Strona:Leon Tołstoj - Anna Karenina Tom III.djvu/128

Z Wikiźródeł, wolnej biblioteki
Ta strona została skorygowana.

— A więc dajmy pokój... — zgodziła się Darja Aleksandrowna, zauważywszy wyraz cierpienia na obliczu Anny — widzę tylko, że w zbyt czarnych kolorach zapatrujesz się na wszystko.
— Ja? wcale a wcale... jestem bardzo wesoła i zadowolona; widziałaś przecie, je fais des passions Wesłowski...
— Prawdę powiedziawszy nie podoba mi się zachowanie Wesłowskiego — zauważyła Darja Aleksandrowna, chcąc zmienić przedmiot rozmowy.

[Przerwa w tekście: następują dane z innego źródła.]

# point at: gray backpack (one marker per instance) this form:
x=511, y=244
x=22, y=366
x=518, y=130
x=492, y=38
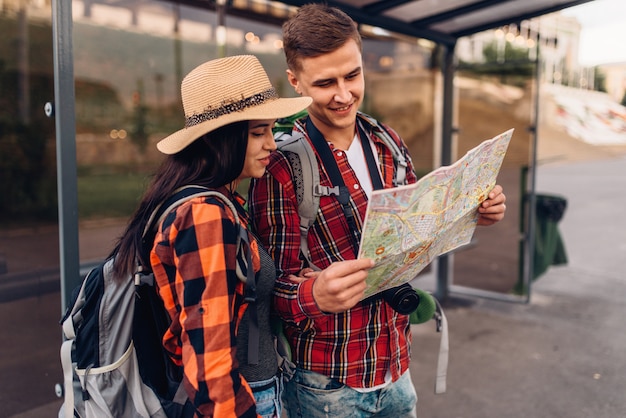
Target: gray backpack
x=303, y=162
x=113, y=361
x=306, y=173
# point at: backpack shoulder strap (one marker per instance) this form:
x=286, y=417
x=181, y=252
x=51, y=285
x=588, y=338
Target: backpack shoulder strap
x=398, y=156
x=303, y=162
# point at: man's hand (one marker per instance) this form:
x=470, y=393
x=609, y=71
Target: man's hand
x=492, y=210
x=341, y=285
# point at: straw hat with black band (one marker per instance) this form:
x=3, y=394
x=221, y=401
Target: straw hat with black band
x=224, y=91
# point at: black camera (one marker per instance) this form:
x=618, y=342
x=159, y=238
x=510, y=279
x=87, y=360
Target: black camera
x=403, y=299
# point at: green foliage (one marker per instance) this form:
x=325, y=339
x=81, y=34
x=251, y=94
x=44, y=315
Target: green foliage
x=109, y=194
x=512, y=67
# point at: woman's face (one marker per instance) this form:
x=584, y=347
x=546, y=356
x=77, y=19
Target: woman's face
x=260, y=146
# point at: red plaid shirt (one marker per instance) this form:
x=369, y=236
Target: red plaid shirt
x=194, y=263
x=357, y=347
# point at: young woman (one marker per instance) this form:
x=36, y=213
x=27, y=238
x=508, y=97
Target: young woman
x=230, y=108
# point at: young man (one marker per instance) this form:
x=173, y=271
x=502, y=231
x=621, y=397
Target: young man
x=352, y=357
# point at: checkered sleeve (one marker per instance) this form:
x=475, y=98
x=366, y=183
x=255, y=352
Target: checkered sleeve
x=194, y=264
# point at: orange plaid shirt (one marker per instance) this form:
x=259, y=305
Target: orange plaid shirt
x=194, y=263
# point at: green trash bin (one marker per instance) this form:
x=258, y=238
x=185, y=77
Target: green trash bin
x=549, y=247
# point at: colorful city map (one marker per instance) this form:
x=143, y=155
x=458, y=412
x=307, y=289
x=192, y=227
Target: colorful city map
x=406, y=227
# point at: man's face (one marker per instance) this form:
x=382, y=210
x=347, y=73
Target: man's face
x=335, y=82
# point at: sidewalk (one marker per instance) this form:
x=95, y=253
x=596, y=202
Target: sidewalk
x=561, y=355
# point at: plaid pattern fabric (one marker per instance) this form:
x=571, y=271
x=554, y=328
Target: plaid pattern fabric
x=194, y=263
x=357, y=347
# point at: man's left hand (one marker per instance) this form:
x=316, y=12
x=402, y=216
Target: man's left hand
x=492, y=210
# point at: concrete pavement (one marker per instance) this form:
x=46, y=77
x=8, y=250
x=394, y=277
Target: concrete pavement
x=562, y=355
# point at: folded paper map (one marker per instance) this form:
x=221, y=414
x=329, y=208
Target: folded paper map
x=406, y=227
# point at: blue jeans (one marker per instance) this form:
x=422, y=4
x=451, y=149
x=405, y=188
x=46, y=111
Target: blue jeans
x=267, y=394
x=312, y=395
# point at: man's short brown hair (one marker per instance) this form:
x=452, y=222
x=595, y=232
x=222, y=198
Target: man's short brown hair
x=316, y=29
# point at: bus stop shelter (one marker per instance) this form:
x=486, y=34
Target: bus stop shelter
x=442, y=22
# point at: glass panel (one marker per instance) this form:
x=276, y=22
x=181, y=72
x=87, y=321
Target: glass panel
x=494, y=95
x=29, y=241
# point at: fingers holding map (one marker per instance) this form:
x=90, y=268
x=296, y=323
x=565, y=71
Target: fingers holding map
x=406, y=227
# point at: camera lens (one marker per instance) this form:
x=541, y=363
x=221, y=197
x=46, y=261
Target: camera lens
x=403, y=299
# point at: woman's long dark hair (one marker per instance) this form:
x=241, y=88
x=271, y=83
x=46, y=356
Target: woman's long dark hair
x=213, y=160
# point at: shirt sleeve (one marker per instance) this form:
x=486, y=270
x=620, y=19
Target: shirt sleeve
x=274, y=209
x=194, y=260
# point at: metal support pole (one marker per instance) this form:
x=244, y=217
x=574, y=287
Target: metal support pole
x=65, y=146
x=445, y=262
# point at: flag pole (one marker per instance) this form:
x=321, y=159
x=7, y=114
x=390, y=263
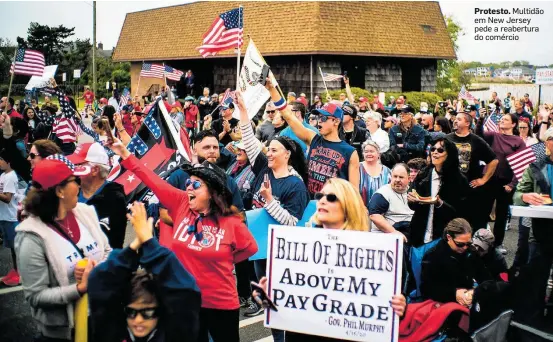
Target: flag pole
x=11, y=79
x=240, y=21
x=324, y=82
x=139, y=77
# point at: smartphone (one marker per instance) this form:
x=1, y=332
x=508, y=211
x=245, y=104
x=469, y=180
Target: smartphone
x=263, y=295
x=106, y=126
x=264, y=74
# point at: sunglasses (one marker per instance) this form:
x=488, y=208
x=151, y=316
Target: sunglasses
x=329, y=197
x=439, y=149
x=462, y=244
x=195, y=184
x=147, y=313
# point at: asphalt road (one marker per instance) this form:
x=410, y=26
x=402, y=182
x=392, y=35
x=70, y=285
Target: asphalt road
x=16, y=323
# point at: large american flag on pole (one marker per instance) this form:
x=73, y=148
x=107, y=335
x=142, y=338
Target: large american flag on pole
x=152, y=70
x=28, y=62
x=331, y=77
x=464, y=94
x=521, y=160
x=157, y=144
x=173, y=74
x=225, y=33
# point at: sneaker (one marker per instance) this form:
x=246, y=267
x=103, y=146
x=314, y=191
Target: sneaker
x=243, y=302
x=12, y=278
x=253, y=309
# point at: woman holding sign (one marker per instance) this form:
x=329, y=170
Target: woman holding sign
x=339, y=206
x=209, y=237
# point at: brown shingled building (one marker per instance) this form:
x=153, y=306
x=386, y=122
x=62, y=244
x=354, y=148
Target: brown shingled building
x=383, y=46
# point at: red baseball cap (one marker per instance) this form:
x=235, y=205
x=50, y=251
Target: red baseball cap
x=55, y=169
x=89, y=152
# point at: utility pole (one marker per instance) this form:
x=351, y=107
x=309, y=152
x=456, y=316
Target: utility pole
x=94, y=47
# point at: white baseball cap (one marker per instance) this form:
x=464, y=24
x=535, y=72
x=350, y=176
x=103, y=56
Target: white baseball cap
x=90, y=152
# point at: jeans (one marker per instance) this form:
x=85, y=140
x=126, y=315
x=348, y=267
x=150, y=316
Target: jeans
x=260, y=271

— E... nie warto na niego zwracać uwagi... Aleksieja to bawi poprostu i nic więcej; ten Wasieńka to kompletny dzieciak, a ja trzymam go krótko i robię z nim, co mi się żywnie podoba... robi on na mnie wrażenie małego chłopca, coś w rodzaju twego Gryszy... Dolly! — zaczęła nagle mówić o czem innem — powiadasz, że ja zapatruję się w zbyt czarnych kolorach... ty nie możesz tego zrozumieć, to są rzeczy zbyt straszne... ja usiłuję nie patrzeć zupełnie.
— Zdaje mi się jednak, żeś powinna... trzeba czynić wszystko, co tylko można...
— A co można czynić? Nic. Ty twierdzisz, żem powinna wyjść za mąż za Aleksieja, a ja nie myślę nawet o tem, nie myślę zupełnie!! — powtórzyła i rumieniec wystąpił na jej policzki, poczem wstała, wyprostowała się, westchnęła ciężko i lekkim krokiem zaczęła chodzić po pokoju, zatrzymując się od czasu do czasu. — Ja nie myślę? Niema dnia ani godziny, abym nie myślała o tem i nie czyniła sobie wyrzutów, że myślę... gdyż od tych myśli można zwaryować, zwaryować... — powtórzyła znowu. — Gdy myślę o tem, nie mogę zasnąć bez morfiny... mniejsza z tem jednak, porozmawiajmy spokojnie; powiadają mi: rozwód... przedewszystkiem on mi go nie da. On jest teraz pod wpływem hrabiny Lidyi Iwanownej.
Darja Aleksandrowna siedziała wyprostowana na krześle i ze współczuciem spoglądała na chodzącą po pokoju Annę.
— Trzeba spróbować — odezwała się cicho.